An die ferne Geliebte – Ein Liederkreis von Al. Jeitteles opus 98 is een liederencyclus van Ludwig van Beethoven uit 1816, die geldt als de eerste samenhangende liederencyclus van een belangrijke componist. De zes liederen op gedichten van Alois Isidor Jeitteles zijn gecomponeerd voor mannenstem (tenor, bariton of bas) en piano.

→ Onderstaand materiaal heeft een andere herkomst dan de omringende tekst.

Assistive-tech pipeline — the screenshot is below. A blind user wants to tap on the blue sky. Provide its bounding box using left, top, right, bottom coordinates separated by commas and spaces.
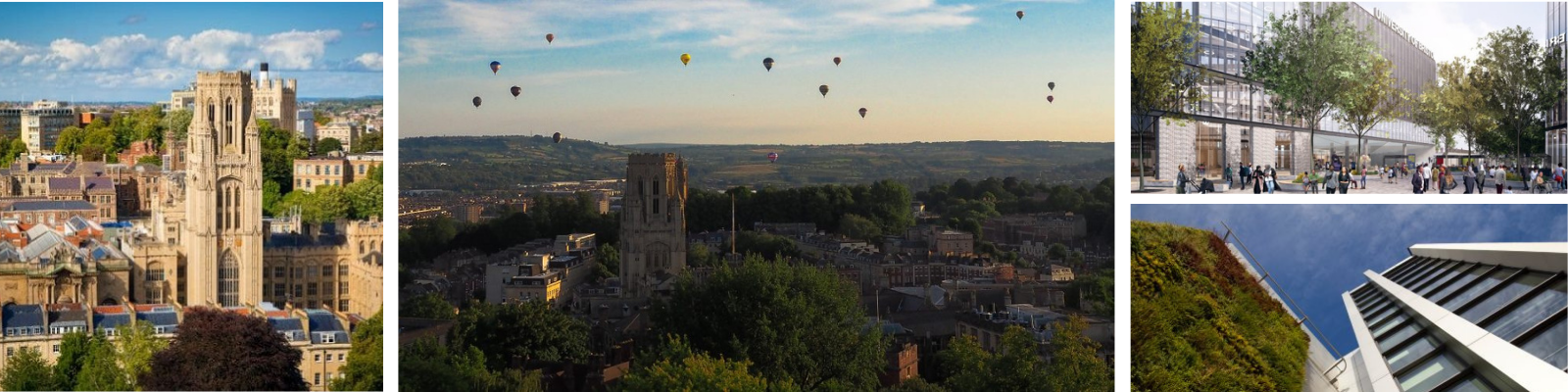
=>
1359, 2, 1546, 61
398, 0, 1115, 144
0, 3, 382, 102
1132, 204, 1568, 353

Volgens de autograaf voltooide Beethoven de cyclus in april 1816. Aanvankelijk was de titel An die entfernte Geliebte, maar voor de uitgave in druk werd die veranderd in An die ferne Geliebte. Het werk verscheen in oktober 1816 met het opusnummer 98 bij de uitgeverij S.A. Steiner Comp. in Wenen en is opgedragen aan zijn mecenas, de Oostenrijkse Fürst Franz Joseph Maximilian von Lobkowitz. Beethoven droeg meer werken aan hem op, waaronder zijn derde, vijfde en zesde symfonie, het Tripelconcert en diverse strijkkwartetten: de zes stuks van opus 18 en het "Harp"-kwartet opus 74. De illustratie (het vignet) op de titelpagina toont aan de rechterkant een zanger met luit, zittend op een steengraf, die naar links kijkt, naar een wolk met zijn geliefde.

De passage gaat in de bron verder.